Breaking News:
May 01, 2013
Buddhist mobs
hurling bricks attacked two mosques and torched more than 100 homes in central
Burma, killing one person and injuring at least nine more.
It was the latest
anti-Muslim violence to shake the nation, after a series of clashes in late
March.
Yesterday,
terrified Muslim families who fled the assaults around Okkan, about 70 miles
north of Yangon, could be seen hiding in forests along roads and crouching in
paddy fields afterward.
Some, in a state of
shock, wept as their houses burned in the night and young men with buckets
tried to douse the flames.
The unrest was the
first reported since late March, when similar Buddhist-led violence swept the
town of Meikthila, further north, killing at least 43 people.
It highlighted the
failure of reformist President Thein Sein’s government to curb increasing
attacks on minority Muslims in a nation struggling to emerge from half a
century of oppressive military rule.
Residents said as
many as 400 Buddhists armed with bricks and sticks rampaged through Okkan
yesterday afternoon.
They targeted
Muslim shops and ransacked two mosques.

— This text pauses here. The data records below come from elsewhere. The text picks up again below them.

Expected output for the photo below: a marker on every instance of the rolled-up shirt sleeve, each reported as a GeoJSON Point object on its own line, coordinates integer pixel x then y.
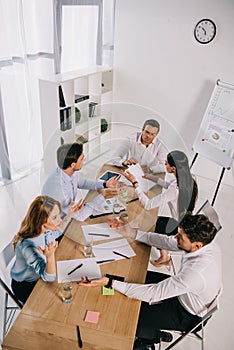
{"type": "Point", "coordinates": [153, 293]}
{"type": "Point", "coordinates": [158, 240]}
{"type": "Point", "coordinates": [89, 208]}
{"type": "Point", "coordinates": [168, 195]}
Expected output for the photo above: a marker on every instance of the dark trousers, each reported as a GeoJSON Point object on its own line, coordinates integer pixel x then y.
{"type": "Point", "coordinates": [23, 289]}
{"type": "Point", "coordinates": [166, 225]}
{"type": "Point", "coordinates": [168, 314]}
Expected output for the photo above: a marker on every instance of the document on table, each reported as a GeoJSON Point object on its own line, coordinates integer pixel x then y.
{"type": "Point", "coordinates": [137, 171]}
{"type": "Point", "coordinates": [116, 250]}
{"type": "Point", "coordinates": [99, 232]}
{"type": "Point", "coordinates": [107, 207]}
{"type": "Point", "coordinates": [75, 269]}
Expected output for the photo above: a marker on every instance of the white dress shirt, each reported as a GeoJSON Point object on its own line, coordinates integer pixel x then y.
{"type": "Point", "coordinates": [196, 284]}
{"type": "Point", "coordinates": [168, 197]}
{"type": "Point", "coordinates": [154, 156]}
{"type": "Point", "coordinates": [63, 188]}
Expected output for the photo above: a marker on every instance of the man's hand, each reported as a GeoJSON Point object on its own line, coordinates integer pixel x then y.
{"type": "Point", "coordinates": [113, 182]}
{"type": "Point", "coordinates": [145, 169]}
{"type": "Point", "coordinates": [151, 177]}
{"type": "Point", "coordinates": [129, 176]}
{"type": "Point", "coordinates": [49, 249]}
{"type": "Point", "coordinates": [94, 283]}
{"type": "Point", "coordinates": [110, 192]}
{"type": "Point", "coordinates": [75, 207]}
{"type": "Point", "coordinates": [130, 161]}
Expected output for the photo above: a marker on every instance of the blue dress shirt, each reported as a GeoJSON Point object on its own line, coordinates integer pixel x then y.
{"type": "Point", "coordinates": [30, 264]}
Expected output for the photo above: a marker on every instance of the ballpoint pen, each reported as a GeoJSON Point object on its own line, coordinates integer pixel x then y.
{"type": "Point", "coordinates": [102, 261]}
{"type": "Point", "coordinates": [132, 200]}
{"type": "Point", "coordinates": [77, 267]}
{"type": "Point", "coordinates": [120, 254]}
{"type": "Point", "coordinates": [98, 234]}
{"type": "Point", "coordinates": [80, 343]}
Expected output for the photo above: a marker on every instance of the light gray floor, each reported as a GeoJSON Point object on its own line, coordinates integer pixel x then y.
{"type": "Point", "coordinates": [15, 198]}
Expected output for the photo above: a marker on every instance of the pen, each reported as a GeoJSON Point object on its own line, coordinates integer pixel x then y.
{"type": "Point", "coordinates": [102, 261]}
{"type": "Point", "coordinates": [98, 234]}
{"type": "Point", "coordinates": [132, 200]}
{"type": "Point", "coordinates": [80, 343]}
{"type": "Point", "coordinates": [120, 254]}
{"type": "Point", "coordinates": [77, 267]}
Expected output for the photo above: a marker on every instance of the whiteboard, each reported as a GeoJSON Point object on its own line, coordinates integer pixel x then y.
{"type": "Point", "coordinates": [215, 138]}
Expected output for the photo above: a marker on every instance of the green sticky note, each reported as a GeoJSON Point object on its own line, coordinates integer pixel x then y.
{"type": "Point", "coordinates": [107, 291]}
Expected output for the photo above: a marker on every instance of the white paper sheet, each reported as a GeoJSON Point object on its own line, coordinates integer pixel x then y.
{"type": "Point", "coordinates": [89, 268]}
{"type": "Point", "coordinates": [137, 171]}
{"type": "Point", "coordinates": [105, 250]}
{"type": "Point", "coordinates": [122, 178]}
{"type": "Point", "coordinates": [102, 229]}
{"type": "Point", "coordinates": [107, 207]}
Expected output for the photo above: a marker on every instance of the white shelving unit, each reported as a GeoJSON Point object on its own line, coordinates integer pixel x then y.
{"type": "Point", "coordinates": [80, 89]}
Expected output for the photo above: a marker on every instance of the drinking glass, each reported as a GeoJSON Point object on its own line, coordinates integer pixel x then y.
{"type": "Point", "coordinates": [66, 291]}
{"type": "Point", "coordinates": [116, 210]}
{"type": "Point", "coordinates": [123, 193]}
{"type": "Point", "coordinates": [88, 248]}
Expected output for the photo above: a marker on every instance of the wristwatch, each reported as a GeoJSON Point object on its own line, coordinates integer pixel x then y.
{"type": "Point", "coordinates": [109, 284]}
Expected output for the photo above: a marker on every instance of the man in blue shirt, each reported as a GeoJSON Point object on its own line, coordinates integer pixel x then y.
{"type": "Point", "coordinates": [65, 181]}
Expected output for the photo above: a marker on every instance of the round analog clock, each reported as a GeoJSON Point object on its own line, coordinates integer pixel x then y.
{"type": "Point", "coordinates": [205, 31]}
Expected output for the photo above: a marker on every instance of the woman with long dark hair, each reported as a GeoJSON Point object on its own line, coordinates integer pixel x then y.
{"type": "Point", "coordinates": [179, 195]}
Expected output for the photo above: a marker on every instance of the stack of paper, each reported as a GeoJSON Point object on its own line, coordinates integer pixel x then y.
{"type": "Point", "coordinates": [116, 250]}
{"type": "Point", "coordinates": [99, 232]}
{"type": "Point", "coordinates": [107, 207]}
{"type": "Point", "coordinates": [80, 268]}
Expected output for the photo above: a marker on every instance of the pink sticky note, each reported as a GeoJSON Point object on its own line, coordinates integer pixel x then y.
{"type": "Point", "coordinates": [134, 224]}
{"type": "Point", "coordinates": [92, 316]}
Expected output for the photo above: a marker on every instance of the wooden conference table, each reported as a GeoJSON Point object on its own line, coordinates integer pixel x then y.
{"type": "Point", "coordinates": [45, 322]}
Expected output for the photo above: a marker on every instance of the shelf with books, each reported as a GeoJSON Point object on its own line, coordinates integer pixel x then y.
{"type": "Point", "coordinates": [76, 106]}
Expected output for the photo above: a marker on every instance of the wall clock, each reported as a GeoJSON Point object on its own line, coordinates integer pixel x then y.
{"type": "Point", "coordinates": [205, 31]}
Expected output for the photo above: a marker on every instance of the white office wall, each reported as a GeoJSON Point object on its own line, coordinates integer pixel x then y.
{"type": "Point", "coordinates": [159, 65]}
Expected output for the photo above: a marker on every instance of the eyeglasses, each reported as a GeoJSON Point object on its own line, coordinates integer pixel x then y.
{"type": "Point", "coordinates": [150, 133]}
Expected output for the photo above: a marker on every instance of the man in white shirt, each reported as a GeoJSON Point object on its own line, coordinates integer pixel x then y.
{"type": "Point", "coordinates": [144, 148]}
{"type": "Point", "coordinates": [181, 300]}
{"type": "Point", "coordinates": [65, 181]}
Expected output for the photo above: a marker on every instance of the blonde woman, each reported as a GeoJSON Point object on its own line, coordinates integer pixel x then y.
{"type": "Point", "coordinates": [35, 244]}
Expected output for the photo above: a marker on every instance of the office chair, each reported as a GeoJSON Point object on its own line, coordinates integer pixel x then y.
{"type": "Point", "coordinates": [211, 309]}
{"type": "Point", "coordinates": [211, 213]}
{"type": "Point", "coordinates": [6, 258]}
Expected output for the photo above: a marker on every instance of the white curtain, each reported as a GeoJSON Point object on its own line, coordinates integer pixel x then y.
{"type": "Point", "coordinates": [26, 49]}
{"type": "Point", "coordinates": [30, 34]}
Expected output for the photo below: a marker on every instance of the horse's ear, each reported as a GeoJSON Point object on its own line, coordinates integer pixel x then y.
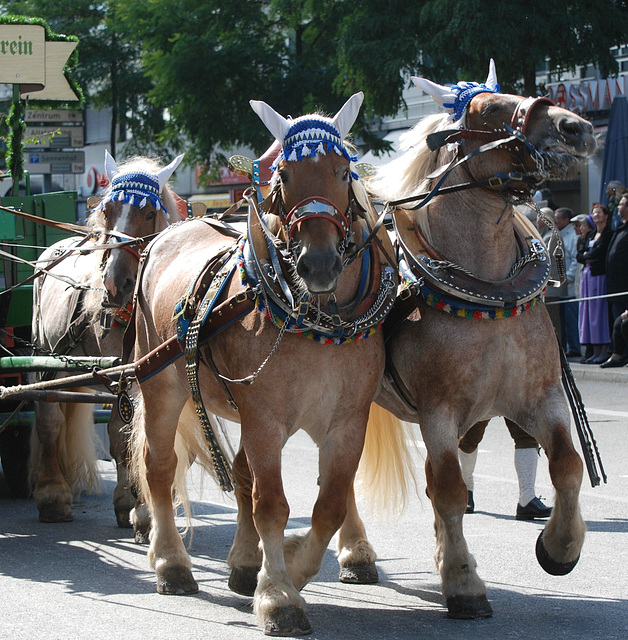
{"type": "Point", "coordinates": [491, 80]}
{"type": "Point", "coordinates": [275, 123]}
{"type": "Point", "coordinates": [344, 119]}
{"type": "Point", "coordinates": [166, 172]}
{"type": "Point", "coordinates": [438, 92]}
{"type": "Point", "coordinates": [111, 166]}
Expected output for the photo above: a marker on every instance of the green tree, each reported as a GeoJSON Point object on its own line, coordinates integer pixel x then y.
{"type": "Point", "coordinates": [457, 38]}
{"type": "Point", "coordinates": [108, 63]}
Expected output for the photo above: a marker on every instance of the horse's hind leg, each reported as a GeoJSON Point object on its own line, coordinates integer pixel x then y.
{"type": "Point", "coordinates": [338, 461]}
{"type": "Point", "coordinates": [52, 492]}
{"type": "Point", "coordinates": [356, 555]}
{"type": "Point", "coordinates": [123, 500]}
{"type": "Point", "coordinates": [558, 547]}
{"type": "Point", "coordinates": [158, 417]}
{"type": "Point", "coordinates": [463, 590]}
{"type": "Point", "coordinates": [245, 557]}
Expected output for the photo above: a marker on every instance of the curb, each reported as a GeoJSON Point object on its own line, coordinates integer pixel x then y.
{"type": "Point", "coordinates": [593, 373]}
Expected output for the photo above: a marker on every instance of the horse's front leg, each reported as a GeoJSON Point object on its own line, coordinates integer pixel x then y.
{"type": "Point", "coordinates": [157, 420]}
{"type": "Point", "coordinates": [245, 557]}
{"type": "Point", "coordinates": [463, 590]}
{"type": "Point", "coordinates": [279, 608]}
{"type": "Point", "coordinates": [559, 545]}
{"type": "Point", "coordinates": [123, 499]}
{"type": "Point", "coordinates": [52, 493]}
{"type": "Point", "coordinates": [356, 555]}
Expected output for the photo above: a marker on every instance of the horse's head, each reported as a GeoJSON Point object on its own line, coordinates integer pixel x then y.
{"type": "Point", "coordinates": [135, 205]}
{"type": "Point", "coordinates": [312, 184]}
{"type": "Point", "coordinates": [538, 139]}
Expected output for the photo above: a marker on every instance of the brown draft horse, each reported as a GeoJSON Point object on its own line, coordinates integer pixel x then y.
{"type": "Point", "coordinates": [79, 309]}
{"type": "Point", "coordinates": [297, 382]}
{"type": "Point", "coordinates": [484, 345]}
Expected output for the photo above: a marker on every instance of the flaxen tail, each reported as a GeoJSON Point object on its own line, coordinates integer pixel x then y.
{"type": "Point", "coordinates": [386, 472]}
{"type": "Point", "coordinates": [77, 448]}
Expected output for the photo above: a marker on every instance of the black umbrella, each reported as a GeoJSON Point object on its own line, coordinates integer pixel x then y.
{"type": "Point", "coordinates": [615, 164]}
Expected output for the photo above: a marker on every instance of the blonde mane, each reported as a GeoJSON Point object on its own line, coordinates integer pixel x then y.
{"type": "Point", "coordinates": [405, 175]}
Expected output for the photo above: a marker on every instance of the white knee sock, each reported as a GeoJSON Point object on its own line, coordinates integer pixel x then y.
{"type": "Point", "coordinates": [467, 466]}
{"type": "Point", "coordinates": [526, 461]}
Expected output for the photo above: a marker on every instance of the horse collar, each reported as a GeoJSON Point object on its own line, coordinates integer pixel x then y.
{"type": "Point", "coordinates": [425, 268]}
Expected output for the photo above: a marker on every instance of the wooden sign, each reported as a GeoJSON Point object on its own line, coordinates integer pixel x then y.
{"type": "Point", "coordinates": [47, 162]}
{"type": "Point", "coordinates": [28, 59]}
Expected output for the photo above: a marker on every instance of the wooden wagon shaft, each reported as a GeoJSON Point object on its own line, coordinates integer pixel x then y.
{"type": "Point", "coordinates": [44, 395]}
{"type": "Point", "coordinates": [83, 380]}
{"type": "Point", "coordinates": [11, 364]}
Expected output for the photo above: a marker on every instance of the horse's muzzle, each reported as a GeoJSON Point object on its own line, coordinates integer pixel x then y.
{"type": "Point", "coordinates": [319, 270]}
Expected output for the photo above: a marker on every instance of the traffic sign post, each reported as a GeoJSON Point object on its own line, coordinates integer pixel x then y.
{"type": "Point", "coordinates": [48, 162]}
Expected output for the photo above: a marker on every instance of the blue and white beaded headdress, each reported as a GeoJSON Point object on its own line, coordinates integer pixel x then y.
{"type": "Point", "coordinates": [455, 99]}
{"type": "Point", "coordinates": [312, 134]}
{"type": "Point", "coordinates": [137, 187]}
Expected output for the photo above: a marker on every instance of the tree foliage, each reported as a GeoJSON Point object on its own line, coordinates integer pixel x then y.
{"type": "Point", "coordinates": [180, 73]}
{"type": "Point", "coordinates": [108, 67]}
{"type": "Point", "coordinates": [458, 37]}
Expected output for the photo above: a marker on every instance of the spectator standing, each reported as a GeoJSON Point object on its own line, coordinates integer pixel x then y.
{"type": "Point", "coordinates": [614, 191]}
{"type": "Point", "coordinates": [568, 310]}
{"type": "Point", "coordinates": [553, 294]}
{"type": "Point", "coordinates": [585, 229]}
{"type": "Point", "coordinates": [593, 312]}
{"type": "Point", "coordinates": [617, 266]}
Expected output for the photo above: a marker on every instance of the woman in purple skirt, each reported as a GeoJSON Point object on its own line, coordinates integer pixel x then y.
{"type": "Point", "coordinates": [593, 322]}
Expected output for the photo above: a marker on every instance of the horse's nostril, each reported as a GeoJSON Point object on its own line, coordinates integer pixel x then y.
{"type": "Point", "coordinates": [572, 128]}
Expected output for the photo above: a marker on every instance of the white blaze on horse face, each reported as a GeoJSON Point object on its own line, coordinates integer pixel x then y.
{"type": "Point", "coordinates": [120, 226]}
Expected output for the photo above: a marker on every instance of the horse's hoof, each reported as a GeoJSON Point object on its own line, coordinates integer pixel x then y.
{"type": "Point", "coordinates": [551, 566]}
{"type": "Point", "coordinates": [359, 574]}
{"type": "Point", "coordinates": [52, 513]}
{"type": "Point", "coordinates": [243, 580]}
{"type": "Point", "coordinates": [468, 607]}
{"type": "Point", "coordinates": [287, 621]}
{"type": "Point", "coordinates": [123, 518]}
{"type": "Point", "coordinates": [141, 537]}
{"type": "Point", "coordinates": [176, 581]}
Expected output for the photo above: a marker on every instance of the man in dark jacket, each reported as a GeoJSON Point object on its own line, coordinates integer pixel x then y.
{"type": "Point", "coordinates": [617, 274]}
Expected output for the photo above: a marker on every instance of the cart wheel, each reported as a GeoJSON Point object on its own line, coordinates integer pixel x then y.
{"type": "Point", "coordinates": [14, 453]}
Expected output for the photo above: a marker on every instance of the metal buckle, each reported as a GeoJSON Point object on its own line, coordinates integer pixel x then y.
{"type": "Point", "coordinates": [495, 182]}
{"type": "Point", "coordinates": [405, 293]}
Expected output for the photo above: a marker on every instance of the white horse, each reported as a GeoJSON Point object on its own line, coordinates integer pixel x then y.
{"type": "Point", "coordinates": [80, 308]}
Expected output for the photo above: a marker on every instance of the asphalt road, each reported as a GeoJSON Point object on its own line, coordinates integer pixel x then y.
{"type": "Point", "coordinates": [88, 579]}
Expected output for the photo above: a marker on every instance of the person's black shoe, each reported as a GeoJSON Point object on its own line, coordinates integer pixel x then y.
{"type": "Point", "coordinates": [470, 504]}
{"type": "Point", "coordinates": [534, 509]}
{"type": "Point", "coordinates": [610, 363]}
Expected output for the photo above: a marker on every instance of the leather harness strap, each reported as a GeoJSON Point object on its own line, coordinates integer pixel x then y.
{"type": "Point", "coordinates": [223, 314]}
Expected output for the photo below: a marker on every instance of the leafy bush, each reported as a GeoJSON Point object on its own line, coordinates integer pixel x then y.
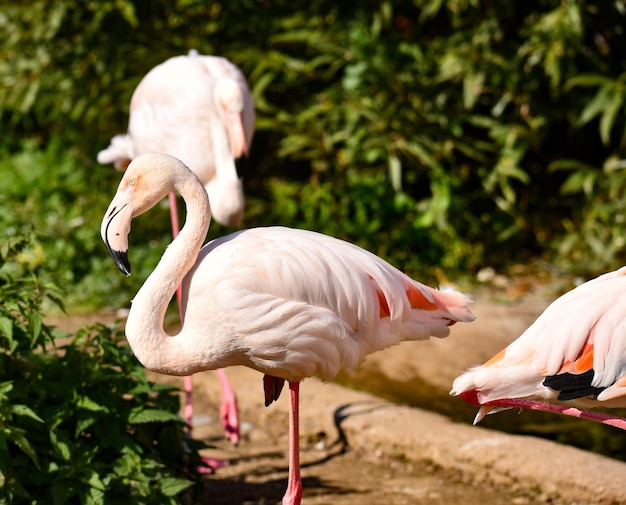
{"type": "Point", "coordinates": [483, 127]}
{"type": "Point", "coordinates": [79, 421]}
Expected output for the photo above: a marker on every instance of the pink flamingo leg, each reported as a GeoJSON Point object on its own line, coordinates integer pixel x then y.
{"type": "Point", "coordinates": [228, 408]}
{"type": "Point", "coordinates": [293, 496]}
{"type": "Point", "coordinates": [599, 417]}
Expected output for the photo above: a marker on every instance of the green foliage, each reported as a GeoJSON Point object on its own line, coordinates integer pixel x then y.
{"type": "Point", "coordinates": [79, 421]}
{"type": "Point", "coordinates": [464, 112]}
{"type": "Point", "coordinates": [49, 193]}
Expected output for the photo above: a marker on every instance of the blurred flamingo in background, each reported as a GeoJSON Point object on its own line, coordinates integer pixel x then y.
{"type": "Point", "coordinates": [199, 109]}
{"type": "Point", "coordinates": [289, 303]}
{"type": "Point", "coordinates": [575, 350]}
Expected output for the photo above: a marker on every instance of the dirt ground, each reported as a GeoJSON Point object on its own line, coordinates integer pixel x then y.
{"type": "Point", "coordinates": [359, 448]}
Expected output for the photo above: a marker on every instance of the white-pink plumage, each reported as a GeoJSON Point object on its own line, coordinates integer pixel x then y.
{"type": "Point", "coordinates": [288, 303]}
{"type": "Point", "coordinates": [575, 350]}
{"type": "Point", "coordinates": [199, 109]}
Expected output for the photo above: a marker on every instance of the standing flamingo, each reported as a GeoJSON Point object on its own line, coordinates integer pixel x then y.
{"type": "Point", "coordinates": [289, 303]}
{"type": "Point", "coordinates": [575, 350]}
{"type": "Point", "coordinates": [198, 109]}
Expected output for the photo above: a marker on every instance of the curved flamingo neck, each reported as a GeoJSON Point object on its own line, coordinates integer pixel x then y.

About 20 riot police were later
deployed to guard one of them, a single-storey structure, which had its doors
broken and windows smashed.
The worst-hit areas
were three outlying villages that form part of the town. Each village contained
at least 60 mostly Muslim homes, and all were torched.
Columns of smoke
and leaping flames could be seen rising from burning homes in the villages as a
team of police approached, pausing to take pictures with their mobile phones.
Thet Lwin, a deputy
commissioner of police for the region, said one of the 10 people wounded
yesterday died overnight.
He said police have
so far detained 18 attackers who destroyed 157 homes and shops in the town of
Okkan and three outlying villages, which were quiet today with around 300
police on guard.
Stopping the spread
of sectarian violence has proven a major challenge for the government since it
erupted in western Rakhine state last year.
Human rights groups
have accused the administration of failing to crack down on Buddhist extremists
as violence has spread closer to the economic capital, Yangon.